It’s interesting to me how God can use the people we want him to use the very least to give us hope and encouragement, or worse yet an ally of sorts. There’s still a big part of me that doesn’t want to talk to this girl about our situation, but the tiny part of me that says I should is prodding at me and bugging me.  It’s a strange subject to bring up, but I feel that I should bring it up. I don’t know that it would do me any good to talk to her about it, but I want to at least give her the chance to talk to someone else who is in the same boat. If that’s what she wants, but there’s no harm in at least offering the opportunity.

When I want to listen to God the least that seems to be when he doesn’t want to shut up. And when I want to like someone the least that seems to be when God decides it’s a great idea to use that person in my life. He’s sneaky that one.
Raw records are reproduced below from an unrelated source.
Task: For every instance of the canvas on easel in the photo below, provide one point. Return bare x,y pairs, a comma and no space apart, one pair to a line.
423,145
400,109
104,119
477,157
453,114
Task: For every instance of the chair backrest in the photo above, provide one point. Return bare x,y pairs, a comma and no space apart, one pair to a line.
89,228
A journey in rage and controlling my anger

rage: noun Middle English, from Anglo-French, from Late Latin rabia, from Latin rabies rage, madness, from rabere to be mad; akin to Sanskrit rabhas violence  Date: 14th century. 1) a fit of violent and uncontrolled anger 2) violent action 3) an intense feeling; passion 4) my present emotional state

I sent a detailed explanation of my situation to Dr. Friesen, basically pleading with him to let me walk in graduation. Today I received an e-mail in return that, first of all, was not from him, and second, was essentially a long, formal, impersonal, why-should-we-care-to-be-empathetic, “Hell no.”  So I took it upon myself to reply with an email that said not one thing except “super,” which they likely won’t catch as sarcasm.
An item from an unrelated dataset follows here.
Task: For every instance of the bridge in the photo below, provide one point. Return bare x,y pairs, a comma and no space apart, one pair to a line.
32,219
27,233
Now I have to deal with what the hell I’m supposed to do next. I don’t want to go to graduation. I don’t want to go to Forester night. I don’t want to be here at all. I don’t want to talk to people. I don’t want to see anyone. I don’t want to eat.

I want to take those stupid graduation announcements the school made me spend $65 on and throw them all over Friesen’s and the Registrar’s office. I want to demand that $65 back. I want to pack up everything and never come back. I want to curl into bed and never come out.

So now I have to decide what to do with the depression I have that I can almost directly attribute to this university and the anger that I can directly attribute to a very small group of authorities of this university.  The depression can’t really be changed at least not by blind determination to better myself.

But my anger that’s a different story. Because love is not easily angered and I’m beyond angry. I’m beyond pissed. So I already know my reaction is not that of a godly woman.  Do I have a right to be upset? Hell yes I do. Do I have a right to be angry? No. This is not a righteous anger. It is selfish; it is fury that I should not be harboring, but I can’t seem to let it go. Nor do I particularly want to let it go. In Ephesians we’re told not to sin in our anger and not to let the sun go down while we are still angry. So am I supposed to walk over to the registrar and make ammends with them? Tell them I think they’re asshats and it’s bullshit, but I deserve it.

Because I’m not mad that I can’t walk. I mean that sucks, but it’ s just a dumb thing anyway. I’m mad that this school has done such a fantastic job for the last four years making me feel like shit. Reminding me that I’m not good enough to be someone they consider a fine example of HU student. I’m not on a sports team, so I’m fat. I never did a summer tour of Godspell, so I’m untalented. I’m not a ministry or bible and religion major, so I’m going to hell. I’m not on JMC, so I hate the community. I’m not on SAB, so I hate my fellow students. I’m not on Senate, so I hate the school.  I’m an English major who dabbles in theatre and film and writing. I have friends in all different areas of the campus. I go to events that interest me or if I have the time or means. I volunteer where I feel led. I auditioned for Godspell all three times, so maybe I am untalented.  I don’t play sports because I’m too competitive.  But I’m not someone the school would want on any sort of poster, because I’m actually a college student.

I don’t know what I’m going to do next or how I’m going to get past my selfishness, but that’s my battle and that’s my next adveture.